Can you clarify if it’s the analysis phase or deploy phase that is taking a long time ?
Where are these systems in relation to the appserver? across a wan ? same network ?
It is the analysis phase that is taking a long time.
The systems are split across different datacenters. We are using advanced repeater for each of the DCs. But i think repeater will not be used for PAJ.
One thing i noticed is that when the PAJ runs from one of the appservers (03 in our case) , it is completing within 2mins as expected. And when the same PAJ runs from either of the other two app servers (01 or 02), it is taking longer time. Below are the screen shots of a PAJ taking longer time:
Can you please let me know what configurations i can check in our environment which might cause this kind of delays.

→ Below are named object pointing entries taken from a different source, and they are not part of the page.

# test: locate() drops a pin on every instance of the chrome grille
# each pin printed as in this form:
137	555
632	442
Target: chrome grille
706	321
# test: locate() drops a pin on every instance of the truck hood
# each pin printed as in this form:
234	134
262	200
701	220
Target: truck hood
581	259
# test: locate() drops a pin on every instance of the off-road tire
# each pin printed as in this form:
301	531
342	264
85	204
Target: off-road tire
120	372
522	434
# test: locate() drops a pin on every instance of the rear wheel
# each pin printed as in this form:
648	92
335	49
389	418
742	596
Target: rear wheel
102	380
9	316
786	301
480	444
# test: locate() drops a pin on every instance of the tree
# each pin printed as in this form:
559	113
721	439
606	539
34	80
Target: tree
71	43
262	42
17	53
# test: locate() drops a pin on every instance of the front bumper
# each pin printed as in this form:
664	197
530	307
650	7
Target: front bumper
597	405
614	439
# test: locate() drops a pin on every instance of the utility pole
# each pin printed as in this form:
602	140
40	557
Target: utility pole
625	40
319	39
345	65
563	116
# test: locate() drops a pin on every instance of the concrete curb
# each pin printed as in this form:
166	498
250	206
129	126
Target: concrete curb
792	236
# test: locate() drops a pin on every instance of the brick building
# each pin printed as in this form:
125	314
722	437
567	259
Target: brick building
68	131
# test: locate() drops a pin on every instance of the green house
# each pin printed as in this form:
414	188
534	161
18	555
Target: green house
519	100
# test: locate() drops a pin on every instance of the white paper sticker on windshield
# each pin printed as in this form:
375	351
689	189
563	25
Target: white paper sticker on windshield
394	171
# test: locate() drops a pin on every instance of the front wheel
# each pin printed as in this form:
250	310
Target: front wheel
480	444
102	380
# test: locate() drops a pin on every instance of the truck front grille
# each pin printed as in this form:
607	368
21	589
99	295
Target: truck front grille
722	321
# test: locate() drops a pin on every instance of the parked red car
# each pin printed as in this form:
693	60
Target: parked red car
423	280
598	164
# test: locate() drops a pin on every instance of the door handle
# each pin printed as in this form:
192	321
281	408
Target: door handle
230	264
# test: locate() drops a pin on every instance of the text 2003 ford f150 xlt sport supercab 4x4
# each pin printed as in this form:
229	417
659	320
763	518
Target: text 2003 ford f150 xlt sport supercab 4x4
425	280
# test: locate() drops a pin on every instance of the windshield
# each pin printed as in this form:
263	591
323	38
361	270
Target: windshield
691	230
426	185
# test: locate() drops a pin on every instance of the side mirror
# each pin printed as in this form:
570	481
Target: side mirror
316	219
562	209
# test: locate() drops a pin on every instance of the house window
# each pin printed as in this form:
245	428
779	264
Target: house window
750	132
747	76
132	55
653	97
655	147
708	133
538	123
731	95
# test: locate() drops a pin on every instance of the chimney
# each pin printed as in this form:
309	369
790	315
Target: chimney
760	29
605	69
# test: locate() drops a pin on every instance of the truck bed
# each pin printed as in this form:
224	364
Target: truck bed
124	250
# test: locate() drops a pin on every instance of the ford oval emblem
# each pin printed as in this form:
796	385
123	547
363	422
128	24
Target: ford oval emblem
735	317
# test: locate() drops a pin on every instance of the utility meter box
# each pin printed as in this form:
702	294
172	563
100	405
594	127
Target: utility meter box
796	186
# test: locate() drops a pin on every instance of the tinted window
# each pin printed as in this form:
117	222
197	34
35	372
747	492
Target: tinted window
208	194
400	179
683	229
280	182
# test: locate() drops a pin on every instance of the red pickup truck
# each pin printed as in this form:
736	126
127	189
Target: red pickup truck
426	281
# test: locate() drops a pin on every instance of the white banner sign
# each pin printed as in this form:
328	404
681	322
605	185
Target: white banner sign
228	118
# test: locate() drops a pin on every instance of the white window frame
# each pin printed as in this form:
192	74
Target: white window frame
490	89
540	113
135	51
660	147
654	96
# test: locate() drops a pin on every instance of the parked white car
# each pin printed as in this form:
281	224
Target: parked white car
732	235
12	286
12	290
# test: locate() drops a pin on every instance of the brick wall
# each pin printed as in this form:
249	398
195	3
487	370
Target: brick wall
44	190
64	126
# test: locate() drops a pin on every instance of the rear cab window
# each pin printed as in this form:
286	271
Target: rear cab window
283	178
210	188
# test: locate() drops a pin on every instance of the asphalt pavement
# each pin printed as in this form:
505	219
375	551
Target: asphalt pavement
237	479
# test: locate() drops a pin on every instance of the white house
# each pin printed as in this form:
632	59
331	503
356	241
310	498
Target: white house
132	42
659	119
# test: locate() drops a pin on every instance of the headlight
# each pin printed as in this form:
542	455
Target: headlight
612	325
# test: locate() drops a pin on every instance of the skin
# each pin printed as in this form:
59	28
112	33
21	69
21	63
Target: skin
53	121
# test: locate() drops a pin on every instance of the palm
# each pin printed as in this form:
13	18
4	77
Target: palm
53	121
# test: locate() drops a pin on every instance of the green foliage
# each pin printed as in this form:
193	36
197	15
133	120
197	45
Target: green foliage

I suggest you monitor the processes and CPU on one of the servers being affected, while it's running, and check if by any chance, BLPatchCheck2.exe is running at high CPU usage for too long.

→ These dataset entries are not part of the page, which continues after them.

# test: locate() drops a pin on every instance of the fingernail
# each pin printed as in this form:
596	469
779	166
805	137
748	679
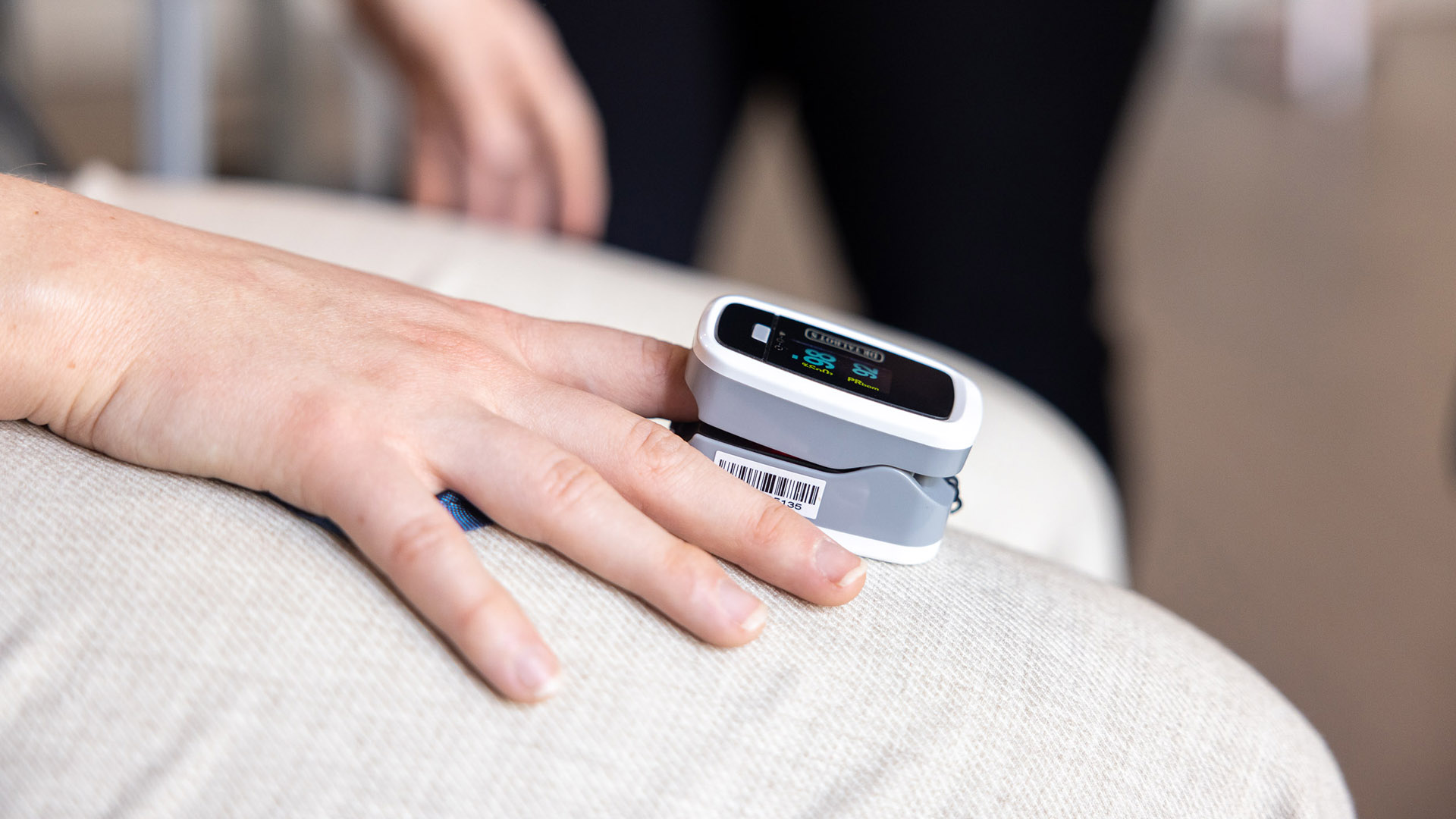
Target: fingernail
533	670
743	608
837	564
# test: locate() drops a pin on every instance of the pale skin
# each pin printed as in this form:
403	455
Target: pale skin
359	398
503	127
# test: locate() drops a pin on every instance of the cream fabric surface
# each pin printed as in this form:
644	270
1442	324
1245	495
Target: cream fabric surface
180	648
1031	483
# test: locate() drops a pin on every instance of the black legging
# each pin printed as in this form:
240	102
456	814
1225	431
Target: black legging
959	145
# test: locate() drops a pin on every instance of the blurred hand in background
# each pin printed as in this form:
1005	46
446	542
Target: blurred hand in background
503	126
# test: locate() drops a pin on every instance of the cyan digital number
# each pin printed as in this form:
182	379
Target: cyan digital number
819	359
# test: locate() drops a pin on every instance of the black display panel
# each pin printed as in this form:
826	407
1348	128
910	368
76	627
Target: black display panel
839	362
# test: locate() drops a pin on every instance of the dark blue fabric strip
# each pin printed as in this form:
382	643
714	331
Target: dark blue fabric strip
466	515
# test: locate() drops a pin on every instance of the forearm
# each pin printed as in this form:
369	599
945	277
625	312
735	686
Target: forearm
66	262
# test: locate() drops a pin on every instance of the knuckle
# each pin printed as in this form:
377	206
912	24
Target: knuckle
655	450
417	542
772	523
481	615
689	576
568	483
658	359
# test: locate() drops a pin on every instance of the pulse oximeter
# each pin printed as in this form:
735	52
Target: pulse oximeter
858	435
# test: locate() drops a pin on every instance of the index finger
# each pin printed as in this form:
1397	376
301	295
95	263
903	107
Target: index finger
394	518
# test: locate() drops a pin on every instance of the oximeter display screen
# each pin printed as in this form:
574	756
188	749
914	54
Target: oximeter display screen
845	363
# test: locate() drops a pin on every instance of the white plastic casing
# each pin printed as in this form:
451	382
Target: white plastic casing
954	433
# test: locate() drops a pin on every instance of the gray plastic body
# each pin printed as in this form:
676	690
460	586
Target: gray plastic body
807	433
878	503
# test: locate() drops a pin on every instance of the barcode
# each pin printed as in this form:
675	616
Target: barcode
797	491
777	485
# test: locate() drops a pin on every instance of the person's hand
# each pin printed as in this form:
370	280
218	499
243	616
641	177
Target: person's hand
503	126
359	398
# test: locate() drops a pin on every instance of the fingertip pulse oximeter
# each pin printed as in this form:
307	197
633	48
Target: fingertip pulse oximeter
855	433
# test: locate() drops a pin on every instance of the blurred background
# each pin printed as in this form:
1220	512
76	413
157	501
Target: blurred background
1279	246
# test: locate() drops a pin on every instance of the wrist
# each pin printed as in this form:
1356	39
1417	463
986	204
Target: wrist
60	363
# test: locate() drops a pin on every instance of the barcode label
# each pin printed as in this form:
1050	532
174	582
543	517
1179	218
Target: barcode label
792	490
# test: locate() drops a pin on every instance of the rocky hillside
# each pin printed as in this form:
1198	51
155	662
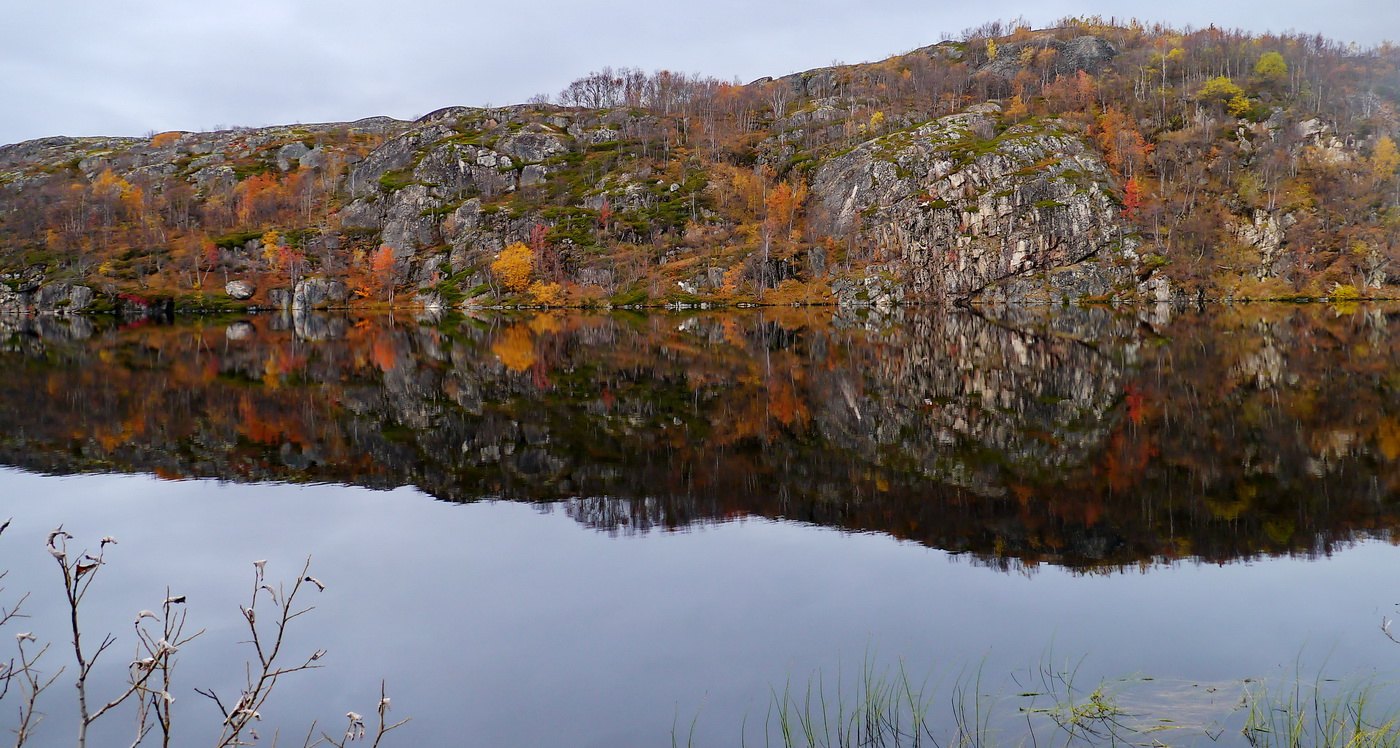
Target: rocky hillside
1082	163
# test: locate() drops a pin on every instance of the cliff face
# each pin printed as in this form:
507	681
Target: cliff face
968	209
1084	163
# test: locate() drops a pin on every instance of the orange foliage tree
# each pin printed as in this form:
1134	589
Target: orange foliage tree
514	266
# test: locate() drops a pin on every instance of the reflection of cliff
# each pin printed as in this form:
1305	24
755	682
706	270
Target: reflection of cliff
1077	437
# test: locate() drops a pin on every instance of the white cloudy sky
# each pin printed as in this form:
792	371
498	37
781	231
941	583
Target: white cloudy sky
135	66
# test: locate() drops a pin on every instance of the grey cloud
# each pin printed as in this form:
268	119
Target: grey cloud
86	67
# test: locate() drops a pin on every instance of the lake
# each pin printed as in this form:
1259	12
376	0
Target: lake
625	528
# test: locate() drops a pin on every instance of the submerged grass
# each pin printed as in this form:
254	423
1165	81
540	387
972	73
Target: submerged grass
1323	713
888	708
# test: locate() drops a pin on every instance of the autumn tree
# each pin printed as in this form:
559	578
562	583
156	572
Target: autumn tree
514	266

Does it even get pass the copying of the xml based on the logs or it doesn't show any logs at all for the targets that are running?
Thanks for the reply. Sure, i will check the CPU usage when i run the analysis and let you know what i find.
Yes, the copying of the xml does get completed on all the targets, but only after a lot of time (approx. 20-22mins). In the screen shots you can see targets that do not show any thing in the logs, those are the servers which are taking longer time.
But it is little strange that the analysis gets completed in expected time on all targets when the PAJ runs from one of the app servers(03). And it does not complete in expected time when it is run from any of the other 2 app servers.
what do you mean 'runs from either of the other two appservers' - the job is picked up by those appservers or the WIT from the job are running on those appservers ? in the 2m in case, are all the WIT for the job running on the 1st appserver ?
are all 3 of these appservers in the same location ? is the network path from the appserver to the target the same for all 3 appservers ?
Yes, i meant the job being picked up by those appservers.
All 3 appservers are in the same location and the network path from these app servers to the target servers is same as well.
And for the 2min case, the WIT for the job were running on all the 3 app servers.
I suggest you monitor exactly what is happening in terms of processes (use Task Manager with the added Command-Line column -- add it with the View menu) when each line is shown in the PAJ logs. Sometimes a line is printed to indicate it started a certain step, and it's completing it without printing something else before starting another task which it doesn't echo anything for in the logs... so it can be confusing.
I.e. it says it starts copying the xml, and then that it's starts the analysis, but in between it had to decompress and decrypt the xml. The issue will seem like it' sthe copy, but the file probably got there within seconds, and it's the decryption that's taking forever.
I know that shavlik's engine is relying on msxml to decrypt the HUGE xml files in order for hfcli to be able to read it. That takes a lot of CPU and on some servers, has been known to cause problems (and take forever to run).
Did you by any chance, change the PRIORITY setting in the Windows options of the Patch Global Configuration panel?